[j-nsp] MX204-IR RIB->FIB sync?

Wed Dec 12 20:47:48 EST 2018

Hi all,

I’ve been playing around with rLFA in a small lab using a pair each of MX204-IR, ASR920, ME3600s in a ring:

MX1-et0/0-MX2-xe0/1-ASR2-ge-ME2-ge-ME1-ge-ASR1-te-MX1

They're all running BFD (150ms x 3), LDP, ISIS, LDP-IGP sync (infinite holddown), LDP session protection and LDP GR (not that GR really applies here, but…)

MX1, MX2, ASR1 and ASR2 have a single armed host hanging off each of them.  The test consists of H-ASR1 pings to H-MX2, and H-ASR2 pings to H-MX1.  In both cases, it’s sudo ping -fi 0.001 ${host}

ASR1 has rLFA for H-MX2 subnet, ASR2 has rLFA for H-MX1 subnet, MX1 has rLFA for H-ASR2 subnet, and MX2 has rLFA for H-ASR1 subnet.
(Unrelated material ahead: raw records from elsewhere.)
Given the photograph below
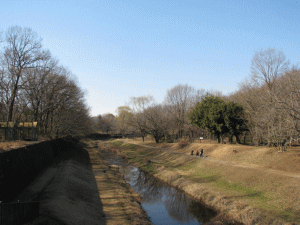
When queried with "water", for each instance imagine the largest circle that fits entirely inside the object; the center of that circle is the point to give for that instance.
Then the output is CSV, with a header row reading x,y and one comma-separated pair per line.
x,y
163,203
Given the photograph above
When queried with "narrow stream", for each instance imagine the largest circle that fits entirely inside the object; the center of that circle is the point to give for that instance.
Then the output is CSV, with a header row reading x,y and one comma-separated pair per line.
x,y
163,203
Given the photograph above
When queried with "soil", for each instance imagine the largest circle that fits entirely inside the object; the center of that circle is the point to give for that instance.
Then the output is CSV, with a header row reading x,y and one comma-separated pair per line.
x,y
253,185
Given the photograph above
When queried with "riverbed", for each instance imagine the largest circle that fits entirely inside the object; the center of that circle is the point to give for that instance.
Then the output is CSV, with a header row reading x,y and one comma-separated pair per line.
x,y
163,203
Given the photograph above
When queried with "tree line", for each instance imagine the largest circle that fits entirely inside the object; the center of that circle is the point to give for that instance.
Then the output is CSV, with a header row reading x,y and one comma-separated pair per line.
x,y
35,87
265,109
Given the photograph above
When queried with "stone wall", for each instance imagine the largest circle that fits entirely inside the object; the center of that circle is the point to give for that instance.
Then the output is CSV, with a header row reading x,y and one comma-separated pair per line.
x,y
20,166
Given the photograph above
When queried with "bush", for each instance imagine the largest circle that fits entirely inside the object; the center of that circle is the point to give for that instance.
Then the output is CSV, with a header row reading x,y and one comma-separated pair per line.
x,y
183,144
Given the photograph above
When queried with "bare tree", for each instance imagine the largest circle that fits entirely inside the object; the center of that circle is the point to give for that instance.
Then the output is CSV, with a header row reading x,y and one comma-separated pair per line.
x,y
268,65
123,120
157,121
180,99
106,123
23,51
139,120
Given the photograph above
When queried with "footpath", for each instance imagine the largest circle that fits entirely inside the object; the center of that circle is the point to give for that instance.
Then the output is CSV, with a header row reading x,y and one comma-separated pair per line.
x,y
246,192
80,188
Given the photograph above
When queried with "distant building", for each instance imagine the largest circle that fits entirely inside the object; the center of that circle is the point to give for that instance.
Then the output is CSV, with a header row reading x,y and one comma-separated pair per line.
x,y
18,131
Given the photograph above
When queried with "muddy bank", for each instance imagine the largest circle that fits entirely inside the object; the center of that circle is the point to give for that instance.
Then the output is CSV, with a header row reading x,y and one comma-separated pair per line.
x,y
167,166
163,203
121,205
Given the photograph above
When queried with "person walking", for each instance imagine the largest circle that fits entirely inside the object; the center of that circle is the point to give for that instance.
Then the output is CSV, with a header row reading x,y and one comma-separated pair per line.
x,y
201,153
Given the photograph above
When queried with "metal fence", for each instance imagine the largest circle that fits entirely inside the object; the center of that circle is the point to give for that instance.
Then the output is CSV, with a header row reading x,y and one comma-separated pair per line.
x,y
18,212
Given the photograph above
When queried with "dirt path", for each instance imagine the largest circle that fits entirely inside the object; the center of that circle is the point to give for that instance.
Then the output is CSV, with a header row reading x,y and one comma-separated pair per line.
x,y
213,160
81,188
120,202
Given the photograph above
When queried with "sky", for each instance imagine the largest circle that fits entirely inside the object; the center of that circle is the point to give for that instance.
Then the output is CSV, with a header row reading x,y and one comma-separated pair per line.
x,y
120,49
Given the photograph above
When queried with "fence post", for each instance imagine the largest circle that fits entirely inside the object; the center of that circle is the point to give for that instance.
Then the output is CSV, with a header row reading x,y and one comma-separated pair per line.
x,y
1,211
19,212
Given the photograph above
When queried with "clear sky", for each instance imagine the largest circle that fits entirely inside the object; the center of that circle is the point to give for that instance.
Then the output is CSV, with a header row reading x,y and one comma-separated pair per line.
x,y
129,48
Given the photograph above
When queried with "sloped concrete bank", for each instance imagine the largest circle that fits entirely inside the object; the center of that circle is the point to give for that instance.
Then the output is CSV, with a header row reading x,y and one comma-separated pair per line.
x,y
19,167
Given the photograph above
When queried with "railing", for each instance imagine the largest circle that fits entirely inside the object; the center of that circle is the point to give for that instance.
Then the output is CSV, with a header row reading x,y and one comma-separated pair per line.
x,y
18,212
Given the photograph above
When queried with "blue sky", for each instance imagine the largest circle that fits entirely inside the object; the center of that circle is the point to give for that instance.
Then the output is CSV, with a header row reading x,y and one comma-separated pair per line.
x,y
128,48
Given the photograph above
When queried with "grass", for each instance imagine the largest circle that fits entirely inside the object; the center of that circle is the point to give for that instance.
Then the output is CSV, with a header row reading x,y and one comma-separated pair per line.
x,y
275,194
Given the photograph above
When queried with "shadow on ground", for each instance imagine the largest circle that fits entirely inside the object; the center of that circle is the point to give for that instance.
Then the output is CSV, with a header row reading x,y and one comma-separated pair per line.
x,y
67,191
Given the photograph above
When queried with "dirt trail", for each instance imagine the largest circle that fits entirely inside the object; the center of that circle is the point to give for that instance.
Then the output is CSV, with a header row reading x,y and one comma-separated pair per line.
x,y
213,160
120,202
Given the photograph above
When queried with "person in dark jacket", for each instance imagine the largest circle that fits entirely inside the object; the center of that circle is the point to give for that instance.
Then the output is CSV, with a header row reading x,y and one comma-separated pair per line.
x,y
201,153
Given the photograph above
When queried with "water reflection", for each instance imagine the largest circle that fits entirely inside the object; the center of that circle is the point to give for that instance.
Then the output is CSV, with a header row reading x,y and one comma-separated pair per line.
x,y
164,204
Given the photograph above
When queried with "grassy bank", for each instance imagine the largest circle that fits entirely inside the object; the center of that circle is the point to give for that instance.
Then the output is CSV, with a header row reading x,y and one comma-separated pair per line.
x,y
121,205
256,185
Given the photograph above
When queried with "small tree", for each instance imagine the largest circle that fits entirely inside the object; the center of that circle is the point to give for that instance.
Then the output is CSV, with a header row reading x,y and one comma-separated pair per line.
x,y
218,117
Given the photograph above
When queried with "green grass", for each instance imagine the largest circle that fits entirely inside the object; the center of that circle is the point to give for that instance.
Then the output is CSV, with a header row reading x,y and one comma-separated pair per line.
x,y
115,143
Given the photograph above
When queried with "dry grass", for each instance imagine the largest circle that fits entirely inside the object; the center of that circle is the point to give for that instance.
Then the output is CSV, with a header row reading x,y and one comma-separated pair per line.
x,y
253,185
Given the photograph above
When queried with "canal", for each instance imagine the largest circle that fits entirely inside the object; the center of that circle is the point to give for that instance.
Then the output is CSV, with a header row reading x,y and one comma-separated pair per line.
x,y
163,203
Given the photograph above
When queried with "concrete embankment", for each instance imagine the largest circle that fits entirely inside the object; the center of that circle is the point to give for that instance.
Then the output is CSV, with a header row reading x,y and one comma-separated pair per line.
x,y
75,186
20,166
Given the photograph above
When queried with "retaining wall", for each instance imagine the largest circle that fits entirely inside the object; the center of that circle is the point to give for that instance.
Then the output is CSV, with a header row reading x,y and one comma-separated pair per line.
x,y
20,166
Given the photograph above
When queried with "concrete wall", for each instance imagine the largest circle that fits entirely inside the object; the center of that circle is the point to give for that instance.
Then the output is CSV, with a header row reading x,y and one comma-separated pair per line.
x,y
20,166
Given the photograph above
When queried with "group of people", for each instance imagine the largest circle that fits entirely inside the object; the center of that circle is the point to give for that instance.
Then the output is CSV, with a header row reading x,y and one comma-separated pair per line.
x,y
197,153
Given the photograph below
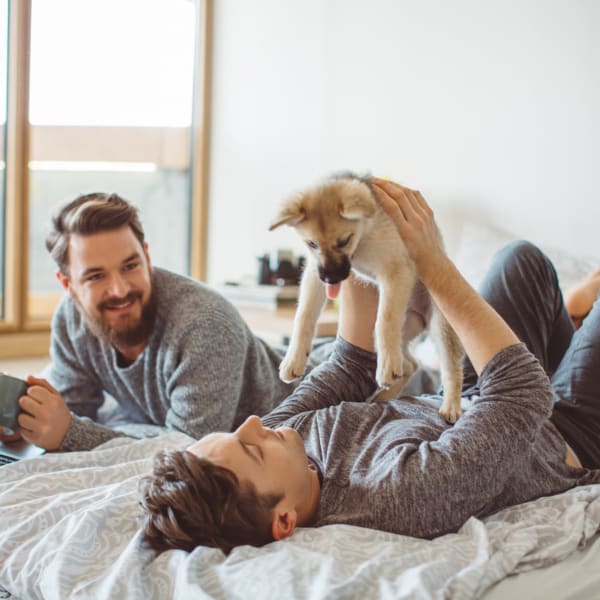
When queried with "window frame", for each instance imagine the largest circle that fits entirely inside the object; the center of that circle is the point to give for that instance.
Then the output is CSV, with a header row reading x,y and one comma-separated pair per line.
x,y
21,335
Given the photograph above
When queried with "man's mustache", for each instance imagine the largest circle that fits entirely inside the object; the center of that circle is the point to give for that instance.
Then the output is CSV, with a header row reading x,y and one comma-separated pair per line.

With this topology, when I pull the plug between MX1 and MX2, I lose a ping or two, but when I connect MX1 and MX2 again, there’s about 500ms of loss on all tests.
If I re-jig the topology and move the MX1-MX2 link from et0/0 to also be xe-0/1, the failover and tailback both lose about 500ms worth of traffic.
If I re-jig the topology and remove the MX1-MX2 links entirely and instead create a link between ASR1 and ASR2 to close the ring, there’s zero loss on the failover of that ASR1-ASR2 link, and only about 10ms loss on the fail back.
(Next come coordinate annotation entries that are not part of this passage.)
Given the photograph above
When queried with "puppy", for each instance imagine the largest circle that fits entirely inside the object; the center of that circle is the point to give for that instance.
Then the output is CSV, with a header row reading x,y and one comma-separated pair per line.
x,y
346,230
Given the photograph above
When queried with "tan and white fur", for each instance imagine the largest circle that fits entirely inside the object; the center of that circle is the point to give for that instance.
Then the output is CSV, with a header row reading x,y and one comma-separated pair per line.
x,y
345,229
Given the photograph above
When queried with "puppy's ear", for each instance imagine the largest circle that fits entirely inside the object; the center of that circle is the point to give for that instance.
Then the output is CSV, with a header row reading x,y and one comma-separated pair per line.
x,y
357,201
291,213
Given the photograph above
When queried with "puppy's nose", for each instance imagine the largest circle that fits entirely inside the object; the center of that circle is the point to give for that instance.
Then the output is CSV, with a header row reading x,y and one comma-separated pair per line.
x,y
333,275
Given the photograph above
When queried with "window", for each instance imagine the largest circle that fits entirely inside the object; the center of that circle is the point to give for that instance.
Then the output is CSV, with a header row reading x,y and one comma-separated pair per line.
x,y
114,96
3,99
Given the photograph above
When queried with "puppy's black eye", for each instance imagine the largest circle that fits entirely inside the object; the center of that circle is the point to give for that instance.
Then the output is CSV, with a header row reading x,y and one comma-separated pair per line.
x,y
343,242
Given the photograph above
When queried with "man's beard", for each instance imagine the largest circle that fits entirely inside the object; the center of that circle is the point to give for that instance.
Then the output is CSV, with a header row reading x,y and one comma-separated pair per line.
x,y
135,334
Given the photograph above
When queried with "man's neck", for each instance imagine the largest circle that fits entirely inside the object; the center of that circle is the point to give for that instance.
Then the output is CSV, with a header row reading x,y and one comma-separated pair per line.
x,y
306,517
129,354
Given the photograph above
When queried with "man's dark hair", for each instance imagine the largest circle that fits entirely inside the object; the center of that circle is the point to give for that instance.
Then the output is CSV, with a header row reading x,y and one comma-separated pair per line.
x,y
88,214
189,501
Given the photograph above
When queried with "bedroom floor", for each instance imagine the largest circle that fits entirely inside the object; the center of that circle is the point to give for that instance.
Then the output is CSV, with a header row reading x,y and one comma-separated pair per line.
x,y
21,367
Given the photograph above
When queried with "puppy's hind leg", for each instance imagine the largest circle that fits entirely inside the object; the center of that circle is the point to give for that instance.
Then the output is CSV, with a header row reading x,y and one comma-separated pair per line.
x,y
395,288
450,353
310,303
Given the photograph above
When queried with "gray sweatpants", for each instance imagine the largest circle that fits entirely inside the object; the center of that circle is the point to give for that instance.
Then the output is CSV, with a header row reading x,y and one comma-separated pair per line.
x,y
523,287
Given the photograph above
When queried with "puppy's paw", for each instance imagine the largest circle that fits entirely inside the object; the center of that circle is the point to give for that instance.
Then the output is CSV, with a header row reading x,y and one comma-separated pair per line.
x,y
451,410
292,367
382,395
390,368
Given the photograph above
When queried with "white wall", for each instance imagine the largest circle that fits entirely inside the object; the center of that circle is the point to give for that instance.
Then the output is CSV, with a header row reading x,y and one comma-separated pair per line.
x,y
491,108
This is all really surprising to me.  Surprising that when the MX1-MX2 link is on et0/0 it behaves one way, and another way when the MX1-MX2 link is on xe0/1 (PIC0 vs PIC1).  Also, surprising that it didn’t seem to perform as well as when the ASRs were closing the ring instead of the MXs.

I really thought this testing would be much more uneventful than it has been.  If I think through this as rationally as I understand it, the only thing that seems to make sense is that on the MX, the FIB is a bit out of sync with the RIB, worse based on the PIC.

I’m pretty new to JunOS and Juniper HW architecture in general, so there’s no doubt much that I don’t know.

Thoughts?